When was the last time you were frustrated with a website you were trying to use? What made it frustrating?
It’s hard to be patient with a site that takes forever to load, doesn’t do what you expect it to do, or is confusing to navigate.
For sighted or generally able-bodied people, these issues are a hassle. But if you add a disability to the mix, you’ll find the internet rife with clunky, difficult, and aggravating experiences. People deserve better.
Out of the blue in 2018, I was diagnosed with Multiple Sclerosis (MS). It was shocking to watch my coordination and cognitive skills slip from me during my first MS attack—and to see how that impacted my ability to get things done online. We all depend on the internet for various needs, and as a developer, I’m determined to help make the interaction we have on it more accessible. You never know how much of a difference it can make for someone.
We can’t fix everything with one article—accessibility is an on-going process of refinement and testing. But the first place to start is to check for problem areas.
These 3 quick tests will reveal how accessible your website is. From there, you can work to improve your site for the benefit of your current and potential clients.
1. Try Out Keyboard Navigation
Keyboard navigation is one of the most important aspects of website accessibility. Many people have motor disabilities or hand tremors that make mouse-use impossible or frustrating. Blind users also frequently use tools that rely on keyboard navigation. And other users without disabilities prefer to navigate through a website in this way.
Find out what your website is like for these users by navigating it without a mouse.
Open your website in a browser and hit the Tab key a few times. You should be able to cycle through the links and form fields on your page. Use the Tab key to focus on a link and the Enter/Return key to simulate clicking on the link.

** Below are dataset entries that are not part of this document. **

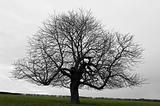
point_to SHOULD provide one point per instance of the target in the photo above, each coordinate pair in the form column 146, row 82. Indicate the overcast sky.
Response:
column 20, row 19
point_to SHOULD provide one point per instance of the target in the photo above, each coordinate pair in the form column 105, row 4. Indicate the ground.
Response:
column 28, row 100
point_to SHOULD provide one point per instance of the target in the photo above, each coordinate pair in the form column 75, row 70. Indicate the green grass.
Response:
column 22, row 100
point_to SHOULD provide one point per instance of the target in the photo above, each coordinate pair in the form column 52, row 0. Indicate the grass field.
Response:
column 22, row 100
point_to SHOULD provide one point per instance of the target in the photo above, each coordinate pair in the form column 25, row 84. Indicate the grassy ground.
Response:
column 22, row 100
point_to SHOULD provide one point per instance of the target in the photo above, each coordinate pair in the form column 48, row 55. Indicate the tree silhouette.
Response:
column 74, row 50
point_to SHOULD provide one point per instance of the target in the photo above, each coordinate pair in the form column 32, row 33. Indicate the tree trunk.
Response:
column 74, row 94
column 74, row 88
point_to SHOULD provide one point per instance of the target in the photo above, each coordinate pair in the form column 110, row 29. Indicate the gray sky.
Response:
column 19, row 19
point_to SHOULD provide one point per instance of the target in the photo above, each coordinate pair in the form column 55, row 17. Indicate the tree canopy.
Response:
column 74, row 50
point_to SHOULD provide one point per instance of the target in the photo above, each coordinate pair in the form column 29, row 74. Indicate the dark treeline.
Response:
column 65, row 96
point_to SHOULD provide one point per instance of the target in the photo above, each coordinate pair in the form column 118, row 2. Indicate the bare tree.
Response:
column 74, row 50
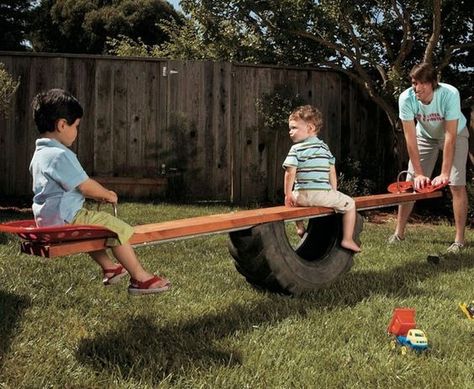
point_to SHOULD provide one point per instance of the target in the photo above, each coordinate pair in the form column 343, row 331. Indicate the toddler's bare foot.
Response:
column 350, row 245
column 301, row 231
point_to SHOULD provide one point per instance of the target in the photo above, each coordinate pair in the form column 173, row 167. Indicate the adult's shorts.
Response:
column 429, row 150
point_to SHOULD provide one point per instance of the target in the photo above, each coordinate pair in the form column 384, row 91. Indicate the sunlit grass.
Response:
column 59, row 327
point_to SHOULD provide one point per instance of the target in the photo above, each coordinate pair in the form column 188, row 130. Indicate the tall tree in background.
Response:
column 374, row 42
column 14, row 22
column 83, row 26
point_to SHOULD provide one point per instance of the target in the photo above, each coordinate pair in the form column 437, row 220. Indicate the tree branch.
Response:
column 434, row 38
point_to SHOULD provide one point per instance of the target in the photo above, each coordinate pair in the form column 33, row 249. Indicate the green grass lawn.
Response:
column 60, row 328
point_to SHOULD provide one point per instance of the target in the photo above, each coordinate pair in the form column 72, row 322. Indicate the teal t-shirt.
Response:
column 312, row 159
column 56, row 173
column 446, row 105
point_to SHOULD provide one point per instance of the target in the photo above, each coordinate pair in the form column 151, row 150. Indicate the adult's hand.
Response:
column 421, row 181
column 290, row 201
column 440, row 180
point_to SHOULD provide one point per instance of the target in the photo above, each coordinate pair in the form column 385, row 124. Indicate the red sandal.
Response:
column 139, row 288
column 117, row 274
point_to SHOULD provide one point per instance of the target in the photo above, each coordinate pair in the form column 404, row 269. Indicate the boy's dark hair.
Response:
column 425, row 72
column 55, row 104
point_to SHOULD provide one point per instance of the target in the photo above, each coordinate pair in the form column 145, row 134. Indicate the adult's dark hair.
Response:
column 425, row 72
column 49, row 107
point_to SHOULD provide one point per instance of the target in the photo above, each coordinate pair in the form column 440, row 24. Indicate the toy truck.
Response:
column 403, row 328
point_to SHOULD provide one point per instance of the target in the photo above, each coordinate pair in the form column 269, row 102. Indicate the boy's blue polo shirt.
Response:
column 56, row 174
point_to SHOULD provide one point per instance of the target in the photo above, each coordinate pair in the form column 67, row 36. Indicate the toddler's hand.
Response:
column 290, row 201
column 112, row 197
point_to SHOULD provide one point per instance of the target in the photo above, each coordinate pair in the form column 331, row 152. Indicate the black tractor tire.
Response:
column 265, row 257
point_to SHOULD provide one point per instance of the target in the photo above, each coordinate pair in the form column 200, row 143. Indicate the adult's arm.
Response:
column 93, row 190
column 333, row 177
column 450, row 128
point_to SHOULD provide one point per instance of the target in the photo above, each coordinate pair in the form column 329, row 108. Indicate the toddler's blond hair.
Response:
column 309, row 114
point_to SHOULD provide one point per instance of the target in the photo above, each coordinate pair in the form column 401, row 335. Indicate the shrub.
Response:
column 8, row 87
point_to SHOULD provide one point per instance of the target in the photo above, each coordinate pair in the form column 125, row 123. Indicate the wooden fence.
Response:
column 197, row 118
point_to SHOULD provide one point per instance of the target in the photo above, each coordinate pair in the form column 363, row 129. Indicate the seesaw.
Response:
column 258, row 241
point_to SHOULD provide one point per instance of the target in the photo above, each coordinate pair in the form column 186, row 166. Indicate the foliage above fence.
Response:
column 219, row 127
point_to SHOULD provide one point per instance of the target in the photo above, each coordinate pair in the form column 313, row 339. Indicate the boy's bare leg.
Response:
column 404, row 211
column 348, row 224
column 104, row 261
column 300, row 228
column 126, row 256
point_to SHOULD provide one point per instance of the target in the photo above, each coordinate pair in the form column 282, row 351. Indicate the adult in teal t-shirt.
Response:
column 432, row 121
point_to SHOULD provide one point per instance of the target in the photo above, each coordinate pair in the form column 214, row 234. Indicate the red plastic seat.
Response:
column 27, row 229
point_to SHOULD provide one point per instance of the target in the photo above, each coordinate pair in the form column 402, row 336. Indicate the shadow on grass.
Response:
column 11, row 311
column 142, row 350
column 396, row 281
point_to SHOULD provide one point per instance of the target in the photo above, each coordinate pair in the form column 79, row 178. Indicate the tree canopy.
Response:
column 374, row 42
column 14, row 22
column 83, row 26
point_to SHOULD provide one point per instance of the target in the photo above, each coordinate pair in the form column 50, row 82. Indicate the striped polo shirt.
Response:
column 312, row 159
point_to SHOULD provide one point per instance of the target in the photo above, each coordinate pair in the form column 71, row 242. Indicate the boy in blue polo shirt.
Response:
column 60, row 186
column 310, row 174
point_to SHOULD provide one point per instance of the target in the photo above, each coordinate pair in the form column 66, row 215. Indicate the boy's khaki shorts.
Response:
column 104, row 219
column 340, row 202
column 429, row 150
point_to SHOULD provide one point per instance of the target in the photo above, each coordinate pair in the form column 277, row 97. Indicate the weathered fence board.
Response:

Test your home page first by tabbing through each link until you get back to the start of the page. Make notes of the following:
- Where did you lose track of the focus?
- Were any links missed?
- Were any links unreadable if the mouse didn’t hover over the link?
- Which links were partially covered when you tabbed to them?
- Which links or interactive elements seemed out of logical order (e.g. left-to-right, top-to-down)?
- When did you give up and go to your mouse?
This experiment will reveal problems for your web developer to look over and fix. Some will be easily fixed in the HTML/CSS and others may require some design or layout improvements.
Keyboard Navigation Tips:
- Tab = Move focus to the next link
- Shift + Tab = Move focus to the previous link
- Enter / Return = Follow the link (as if you clicked on it)
- Page Up / Page Down = Jump up or down the page to the approximate edge of your current screen
- Arrow Up / Down = Scroll the page in small increments
Here’s an example of a bug we found on our own website. This dropdown menu highlights the selection you’re on when you hover over it with a mouse. However, the text disappeared only when using a keyboard to make a selection.
This was a simple fix in the CSS, but if we hadn’t tested the site with keyboard navigation, we would never have found this issue.
2. Check for Contrast
Next, take a look at the font and background colors, and the contrast between them. If you wear glasses or corrective lenses, try looking at your site without them, or squint your eyes enough to make the page blurry.
Consider the following questions and potential solutions:
- Does text disappear? (Not enough contrast, text size is too small)
- Are the sections of your website still distinct enough to recognize?
- Do any of the colors blend together? (Not enough contrast)
Visitors to your website might have vision deficiencies that make your site inaccessible. With an aging population, this number will only grow.
3. Use Free Accessibility Testing Tools
There are several accessibility tests available to you for free. These can be a bit more technical, but can still be used by you and your web team to discover issues and get recommendations for how to fix them.
Some of the most popular ones are:
WebAIM, a free tool developed by Utah State University, is one of the easiest ways to check for website accessibility. Type in your website address and it will show you a full report for that page. It will show you annotations describing the problems it found and any suggestions for resolving them. Get started by clicking here: https://wave.webaim.org/
Lighthouse in Chrome DevTools
Your developers should know about this tool, so be sure to ask them if they have used it while working on your site. This tool is already available if you are using the Chrome browser, and it gives you an accessibility score from 0-100 for each page you run it on. With the scores come a list of issues to fix, as well as articles to read if you need more information on how to fix them.
If you’re using Chrome, simply navigate to the page you want to check and open up Chrome DevTools (right-click on the page and choose “Inspect Element”). Click on the tab called, “Lighthouse,” and you’ll be able to run a report by choosing your device (Mobile or Desktop) and clicking the “Generate report” button.
Axe Chrome Extension
This extension is a great tool to provide your web team. It’s a lot more technical than the ones above, but it can provide great feedback to your developer or your web designer.
Learn more about it here:
Done testing, now what?
Remember that accessibility isn’t just a one-and-done job, especially as you make updates to your website. The best way to make sure your website is accessible is by using these tests at least every time you make updates to your site.
Require your web team to make accessibility testing part of their process for completing projects.
When accessibility becomes a deeper part of your law practice, you signal to your clients and potential clients that you care and that you go above and beyond what the competition is willing to do for them.